TorchLean API

Docs Home Guide Examples Graphs

NN.Spec.Layers.FlashAttention

FlashAttention Semantic Contract #

FlashAttention is an IO-aware implementation strategy for scaled dot-product attention: it tiles the attention computation and maintains online softmax summaries so the full n × n attention matrix does not need to be materialized. TorchLean models that idea in three layers:

this file gives the proof-facing semantic contract for a fused FlashAttention operator;
NN/Runtime/Autograd/Engine/Cuda/Kernels.lean exposes native CUDA/stub FFI kernels for the runtime path;
the CUDA FFI boundary is documented separately because Lean does not verify CUDA machine code.

The key point is that the fused op has the same denotation as standard masked scaled dot-product attention over the spec scalar. Different tile sizes are runtime scheduling choices, not semantic choices.

What is proved here? #

The theorems in this file are deliberately small but important:

onlineSoftmaxTiledAttention_eq_scaledDotProductAttention proves the named FlashAttention algorithmic contract has the same denotation as standard attention.
flashAttention_eq_scaledDotProductAttention proves the fused forward operator is semantically equal to TorchLean's existing standard attention spec.
flashAttentionBackward_eq_scaledDotProductAttentionBackward proves the fused VJP contract is semantically equal to the existing standard attention backward spec.
cudaLoopFlashAttention_eq_onlineSoftmaxTiledAttention gives a Lean functional model of the native kernel loops and proves that this loop model denotes the same online/tiled contract.

These are definitional-equality theorems because the proof-facing contract spells out the same mathematical stages as standard attention.

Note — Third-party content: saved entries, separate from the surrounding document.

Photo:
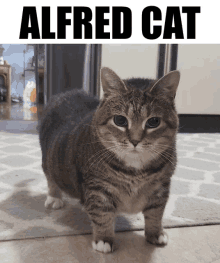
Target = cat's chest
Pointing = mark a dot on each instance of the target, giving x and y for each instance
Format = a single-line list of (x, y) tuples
[(136, 201)]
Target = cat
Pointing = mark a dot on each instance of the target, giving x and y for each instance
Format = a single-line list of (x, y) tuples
[(115, 155)]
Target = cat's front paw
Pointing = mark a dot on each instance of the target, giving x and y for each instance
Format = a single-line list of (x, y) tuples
[(102, 246), (161, 239), (53, 202)]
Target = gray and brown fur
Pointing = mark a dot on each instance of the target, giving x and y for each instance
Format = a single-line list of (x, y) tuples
[(113, 169)]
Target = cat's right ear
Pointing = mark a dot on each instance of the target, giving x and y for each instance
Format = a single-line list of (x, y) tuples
[(111, 83)]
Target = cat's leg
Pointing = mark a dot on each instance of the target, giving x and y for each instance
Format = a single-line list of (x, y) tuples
[(154, 232), (54, 197), (102, 215)]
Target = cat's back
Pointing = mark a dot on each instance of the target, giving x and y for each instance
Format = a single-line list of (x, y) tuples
[(64, 110)]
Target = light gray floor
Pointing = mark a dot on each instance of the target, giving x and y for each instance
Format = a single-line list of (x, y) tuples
[(186, 245)]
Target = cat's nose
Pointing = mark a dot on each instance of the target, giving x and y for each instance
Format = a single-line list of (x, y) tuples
[(134, 142)]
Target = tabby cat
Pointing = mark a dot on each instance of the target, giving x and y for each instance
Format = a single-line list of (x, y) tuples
[(116, 155)]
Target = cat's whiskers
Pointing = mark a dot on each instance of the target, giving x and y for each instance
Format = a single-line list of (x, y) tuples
[(99, 154), (163, 156)]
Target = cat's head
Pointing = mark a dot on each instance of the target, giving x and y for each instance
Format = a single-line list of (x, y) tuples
[(137, 123)]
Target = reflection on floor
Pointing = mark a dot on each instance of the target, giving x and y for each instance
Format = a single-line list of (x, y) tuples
[(16, 111)]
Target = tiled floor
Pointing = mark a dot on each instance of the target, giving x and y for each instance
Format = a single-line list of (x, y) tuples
[(189, 244), (186, 245)]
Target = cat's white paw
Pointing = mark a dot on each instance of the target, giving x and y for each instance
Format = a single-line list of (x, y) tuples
[(162, 240), (55, 203), (102, 246)]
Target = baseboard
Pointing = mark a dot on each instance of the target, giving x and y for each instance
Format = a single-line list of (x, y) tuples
[(199, 123)]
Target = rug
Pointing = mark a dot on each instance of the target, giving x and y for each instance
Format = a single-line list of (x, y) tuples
[(194, 198)]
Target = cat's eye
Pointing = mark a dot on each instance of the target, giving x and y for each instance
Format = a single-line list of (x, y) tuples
[(120, 120), (153, 122)]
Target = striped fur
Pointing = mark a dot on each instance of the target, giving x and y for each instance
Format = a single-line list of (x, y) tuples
[(87, 156)]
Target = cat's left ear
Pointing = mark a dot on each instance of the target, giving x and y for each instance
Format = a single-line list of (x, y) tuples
[(167, 84)]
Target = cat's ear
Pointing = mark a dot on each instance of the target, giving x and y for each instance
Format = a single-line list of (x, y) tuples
[(167, 84), (111, 83)]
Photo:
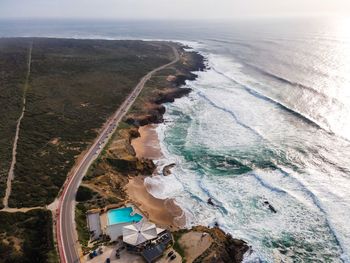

The native CUDA implementation is tested against this contract operationally and remains a runtime trust boundary, like the other CUDA kernels.

Why this is not a CUDA proof #

The definitions below are the mathematical contract for FlashAttention. They do not claim to verify the native CUDA source. Instead, they make the important theorem explicit:

onlineSoftmaxTiledAttention cfg ctx = scaledDotProductAttention ctx.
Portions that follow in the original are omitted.